Other features of the AV common GCS include:
  • An intuitive user interface built on the company’s proprietary core operating system
  • Storage for up to 80 image  captures and multiple preprogrammed missions
  • Ability to operate as a remote video terminal
  • Manual, Altitude-Hold, Navigate, Loiter, Home, Loss-of-Link, Follow Me, and Auto land modes of operation
  • Operates on common military BA-5590/U (or similar) battery
  • Has a fully-packaged weight of only 7.42 pounds
  • Available options include a Panasonic Toughbook laptop, Falcon view software,  and an RVT Kit Antenna

                Although a single operator can work the AV GCS, a two-person team is more ideal and is the preferred mode of operation. A study at the Army Research Laboratory on Raven operations found that GCS operators are subject to high workloads in a typical 40-45 minute mission (Pomranky, 2006). Task saturation can lead to a loss in situational awareness. Manning, Rash, LeDuc, Noback, and McKeon (2004) states that a loss in situational awareness is a leading causal factor in aviation mishaps.  The same advantages which make the GCS a popular military tactical gear, such as its portability and small design, may also cause conditions which can be detrimental to maintaining situational awareness. The vehicle operator uses a handheld controller about the size of a typical seven inch tablet computer with user control and input buttons and knobs on either side of the screen.
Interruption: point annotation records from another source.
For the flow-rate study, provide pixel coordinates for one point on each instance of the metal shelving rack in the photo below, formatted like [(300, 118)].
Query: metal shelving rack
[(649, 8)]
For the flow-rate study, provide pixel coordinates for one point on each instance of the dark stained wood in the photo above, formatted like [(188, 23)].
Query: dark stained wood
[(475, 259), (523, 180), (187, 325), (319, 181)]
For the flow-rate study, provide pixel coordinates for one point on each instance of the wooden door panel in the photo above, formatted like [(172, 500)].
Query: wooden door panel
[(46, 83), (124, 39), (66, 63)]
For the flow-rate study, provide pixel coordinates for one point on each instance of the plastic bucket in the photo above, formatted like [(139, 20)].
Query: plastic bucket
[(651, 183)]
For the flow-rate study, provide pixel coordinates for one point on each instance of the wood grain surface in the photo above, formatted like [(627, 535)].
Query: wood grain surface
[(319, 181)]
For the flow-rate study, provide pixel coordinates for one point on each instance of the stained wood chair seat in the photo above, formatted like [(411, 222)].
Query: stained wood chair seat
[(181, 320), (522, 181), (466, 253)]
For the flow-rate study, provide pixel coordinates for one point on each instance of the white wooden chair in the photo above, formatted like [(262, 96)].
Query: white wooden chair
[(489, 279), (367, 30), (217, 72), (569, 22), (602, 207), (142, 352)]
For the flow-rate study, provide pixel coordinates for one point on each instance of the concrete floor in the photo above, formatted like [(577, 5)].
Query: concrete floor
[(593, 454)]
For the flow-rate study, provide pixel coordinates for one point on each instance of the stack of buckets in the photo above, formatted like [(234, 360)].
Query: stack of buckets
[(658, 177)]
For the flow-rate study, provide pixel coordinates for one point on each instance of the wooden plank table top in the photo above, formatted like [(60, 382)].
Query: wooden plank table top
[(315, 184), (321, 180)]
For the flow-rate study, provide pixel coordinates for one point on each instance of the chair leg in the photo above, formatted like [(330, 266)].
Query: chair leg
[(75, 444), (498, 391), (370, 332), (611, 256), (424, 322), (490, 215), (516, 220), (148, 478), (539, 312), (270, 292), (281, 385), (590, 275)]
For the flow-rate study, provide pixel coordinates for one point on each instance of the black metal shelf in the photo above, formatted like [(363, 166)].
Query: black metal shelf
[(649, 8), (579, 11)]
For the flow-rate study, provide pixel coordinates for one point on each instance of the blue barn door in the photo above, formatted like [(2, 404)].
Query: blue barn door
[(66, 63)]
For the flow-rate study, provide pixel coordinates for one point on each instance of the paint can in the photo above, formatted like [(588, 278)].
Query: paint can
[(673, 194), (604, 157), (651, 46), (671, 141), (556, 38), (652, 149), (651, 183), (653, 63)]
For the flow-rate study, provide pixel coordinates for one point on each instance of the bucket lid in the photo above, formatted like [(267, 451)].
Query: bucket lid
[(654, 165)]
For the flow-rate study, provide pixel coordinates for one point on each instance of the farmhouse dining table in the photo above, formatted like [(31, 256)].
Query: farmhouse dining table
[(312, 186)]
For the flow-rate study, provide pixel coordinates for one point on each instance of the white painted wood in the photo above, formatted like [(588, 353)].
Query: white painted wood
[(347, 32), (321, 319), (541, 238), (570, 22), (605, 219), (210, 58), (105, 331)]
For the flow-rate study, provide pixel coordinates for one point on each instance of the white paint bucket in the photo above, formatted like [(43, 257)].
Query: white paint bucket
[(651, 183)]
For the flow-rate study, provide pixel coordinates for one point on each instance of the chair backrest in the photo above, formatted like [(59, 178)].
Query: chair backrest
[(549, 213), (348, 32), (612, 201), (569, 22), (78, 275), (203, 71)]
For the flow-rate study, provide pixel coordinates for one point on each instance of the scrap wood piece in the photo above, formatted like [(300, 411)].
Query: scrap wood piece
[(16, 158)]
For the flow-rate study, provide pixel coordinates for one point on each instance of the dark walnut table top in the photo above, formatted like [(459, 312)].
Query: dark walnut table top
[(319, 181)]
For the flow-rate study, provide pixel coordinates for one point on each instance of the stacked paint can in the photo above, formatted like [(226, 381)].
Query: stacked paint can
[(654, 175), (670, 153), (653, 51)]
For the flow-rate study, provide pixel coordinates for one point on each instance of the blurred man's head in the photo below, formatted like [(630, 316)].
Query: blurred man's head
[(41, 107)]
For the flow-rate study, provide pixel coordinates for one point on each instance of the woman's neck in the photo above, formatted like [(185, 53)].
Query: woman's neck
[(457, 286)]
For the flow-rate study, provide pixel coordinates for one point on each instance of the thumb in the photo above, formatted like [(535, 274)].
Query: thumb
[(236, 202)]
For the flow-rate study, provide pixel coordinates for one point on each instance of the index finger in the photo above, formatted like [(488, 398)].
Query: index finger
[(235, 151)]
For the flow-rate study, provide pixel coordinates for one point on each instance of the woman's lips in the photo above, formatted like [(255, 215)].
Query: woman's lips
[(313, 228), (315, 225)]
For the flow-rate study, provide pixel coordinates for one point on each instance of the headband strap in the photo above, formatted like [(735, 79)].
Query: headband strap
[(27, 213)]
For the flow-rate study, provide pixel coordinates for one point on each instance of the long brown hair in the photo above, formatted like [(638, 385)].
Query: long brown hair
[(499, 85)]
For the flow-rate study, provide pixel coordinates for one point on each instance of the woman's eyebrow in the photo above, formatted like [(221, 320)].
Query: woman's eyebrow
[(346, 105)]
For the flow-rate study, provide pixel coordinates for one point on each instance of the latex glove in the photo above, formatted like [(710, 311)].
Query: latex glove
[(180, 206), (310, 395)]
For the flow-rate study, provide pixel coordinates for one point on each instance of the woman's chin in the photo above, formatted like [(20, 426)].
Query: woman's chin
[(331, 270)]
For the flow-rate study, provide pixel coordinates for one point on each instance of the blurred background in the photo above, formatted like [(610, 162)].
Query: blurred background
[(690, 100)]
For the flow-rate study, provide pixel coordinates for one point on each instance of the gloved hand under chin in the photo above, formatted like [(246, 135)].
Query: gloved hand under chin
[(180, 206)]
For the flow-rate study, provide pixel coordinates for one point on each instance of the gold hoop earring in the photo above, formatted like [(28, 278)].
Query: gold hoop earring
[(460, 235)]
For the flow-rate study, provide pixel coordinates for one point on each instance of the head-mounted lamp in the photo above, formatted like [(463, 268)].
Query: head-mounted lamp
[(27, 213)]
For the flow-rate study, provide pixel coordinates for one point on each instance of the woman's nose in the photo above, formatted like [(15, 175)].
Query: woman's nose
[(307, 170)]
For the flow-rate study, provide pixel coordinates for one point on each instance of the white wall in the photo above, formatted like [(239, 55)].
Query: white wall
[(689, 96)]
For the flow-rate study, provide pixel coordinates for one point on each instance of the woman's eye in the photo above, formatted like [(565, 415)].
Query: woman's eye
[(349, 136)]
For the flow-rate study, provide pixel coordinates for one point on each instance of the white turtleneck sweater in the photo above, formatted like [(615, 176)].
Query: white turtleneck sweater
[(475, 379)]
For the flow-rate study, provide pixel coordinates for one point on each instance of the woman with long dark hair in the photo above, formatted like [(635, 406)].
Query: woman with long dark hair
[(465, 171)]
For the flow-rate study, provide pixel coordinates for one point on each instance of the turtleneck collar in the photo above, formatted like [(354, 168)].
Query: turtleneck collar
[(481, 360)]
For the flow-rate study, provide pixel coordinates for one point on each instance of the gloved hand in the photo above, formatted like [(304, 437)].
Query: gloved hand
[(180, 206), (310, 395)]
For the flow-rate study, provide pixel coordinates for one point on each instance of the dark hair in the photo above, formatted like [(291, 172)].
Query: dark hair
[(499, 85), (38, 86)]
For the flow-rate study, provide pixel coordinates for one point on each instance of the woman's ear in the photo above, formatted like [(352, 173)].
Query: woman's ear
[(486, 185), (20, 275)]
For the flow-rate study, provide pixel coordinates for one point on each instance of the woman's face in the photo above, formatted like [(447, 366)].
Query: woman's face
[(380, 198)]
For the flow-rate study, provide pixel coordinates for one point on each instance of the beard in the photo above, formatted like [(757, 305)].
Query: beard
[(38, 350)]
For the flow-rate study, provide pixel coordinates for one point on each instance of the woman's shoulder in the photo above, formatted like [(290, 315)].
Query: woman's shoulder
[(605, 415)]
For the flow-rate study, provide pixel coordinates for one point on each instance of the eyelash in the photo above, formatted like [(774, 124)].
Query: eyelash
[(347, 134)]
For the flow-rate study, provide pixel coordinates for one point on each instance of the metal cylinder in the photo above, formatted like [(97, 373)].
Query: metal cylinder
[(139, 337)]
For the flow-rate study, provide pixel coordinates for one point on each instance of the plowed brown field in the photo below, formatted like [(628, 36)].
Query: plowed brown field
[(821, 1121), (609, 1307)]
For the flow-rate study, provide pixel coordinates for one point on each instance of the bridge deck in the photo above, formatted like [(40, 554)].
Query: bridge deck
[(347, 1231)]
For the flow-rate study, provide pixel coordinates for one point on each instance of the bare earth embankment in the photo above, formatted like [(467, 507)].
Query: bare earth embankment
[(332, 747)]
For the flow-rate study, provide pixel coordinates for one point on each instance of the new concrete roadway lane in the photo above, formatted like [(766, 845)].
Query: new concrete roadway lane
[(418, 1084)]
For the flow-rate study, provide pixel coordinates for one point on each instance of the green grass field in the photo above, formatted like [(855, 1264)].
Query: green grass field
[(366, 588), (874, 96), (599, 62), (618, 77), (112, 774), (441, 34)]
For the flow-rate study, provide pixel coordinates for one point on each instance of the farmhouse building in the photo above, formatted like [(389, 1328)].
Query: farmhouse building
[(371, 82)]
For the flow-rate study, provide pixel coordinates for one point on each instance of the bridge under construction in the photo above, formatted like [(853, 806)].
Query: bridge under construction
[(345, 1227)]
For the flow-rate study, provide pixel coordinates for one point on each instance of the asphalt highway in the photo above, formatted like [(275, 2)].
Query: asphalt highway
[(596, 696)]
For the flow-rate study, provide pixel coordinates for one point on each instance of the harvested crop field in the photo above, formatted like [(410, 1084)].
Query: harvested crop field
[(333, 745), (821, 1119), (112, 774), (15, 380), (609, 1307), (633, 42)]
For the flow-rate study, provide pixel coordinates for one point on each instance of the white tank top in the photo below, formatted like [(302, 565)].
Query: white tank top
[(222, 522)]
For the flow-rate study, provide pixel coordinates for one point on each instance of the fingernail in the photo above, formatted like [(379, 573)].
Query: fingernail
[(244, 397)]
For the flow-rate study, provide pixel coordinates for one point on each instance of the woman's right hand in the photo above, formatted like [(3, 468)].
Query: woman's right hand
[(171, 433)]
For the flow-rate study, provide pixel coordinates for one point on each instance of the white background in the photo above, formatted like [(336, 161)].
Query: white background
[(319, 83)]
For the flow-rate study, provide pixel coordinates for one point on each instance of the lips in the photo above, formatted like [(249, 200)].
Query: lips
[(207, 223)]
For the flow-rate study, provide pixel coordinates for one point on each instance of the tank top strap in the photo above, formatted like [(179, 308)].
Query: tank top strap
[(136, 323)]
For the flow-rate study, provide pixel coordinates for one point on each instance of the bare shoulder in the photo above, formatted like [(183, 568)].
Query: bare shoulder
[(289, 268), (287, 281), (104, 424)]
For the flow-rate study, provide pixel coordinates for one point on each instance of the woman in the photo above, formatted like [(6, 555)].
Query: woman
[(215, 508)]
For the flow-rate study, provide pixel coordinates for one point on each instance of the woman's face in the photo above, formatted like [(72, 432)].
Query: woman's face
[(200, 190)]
It lacks a map display (maps are resident on the Toughbook computer) which is invaluable in determining the air vehicle’s location. This is where multiple operators become valuable; mission tasks can be tackled more effectively when divided between two operators – one to operate the hand controller and the other to program and monitor the mission on the laptop.
                Also, because of its small screen size, the hand controller display contains a significant amount of flight information that can overwhelm the operator. Add to that the need for a hood to shroud the screen from bright sunlight and give the operator a better viewing experience. This may cause some disorientation when switching from a hooded view, causing a loss in situational awareness for a few seconds while the operator’s vision recovers in transition.
                Task saturation and issues with multifunction display and control systems’ design are common to manned aircraft and AV’s small UAS mentioned above. Both human factors can adversely affect the operator’s performance which may lead to a mishap.

Reference

GCS - Joint Common Interoperable Ground Control Station. (2014, June 10). Retrieved from AeroVironment, Inc.: http://www.avinc.com/downloads/AV_GCS_V10109.pdf

Imagination, Passion, and Persistence. (2014, June 10). Retrieved from AeroVironment, Inc.: http://www.avinc.com/

Manning, S., Rash, C., LeDuc, P., Noback, R., & McKeon, J. (2004). The Role of Human Causal Factors in U.S. Army Unmanned Aerial Vehicle Accidents. U.S. Army Aeromedical Research Laboratory.

Pomranky, R. (2006). Human Robotics Interaction Army Tehcnology Objective Raven Small Unmanned Aerial Vehicle Task Analysis and Modeling. Army Research Laboratory.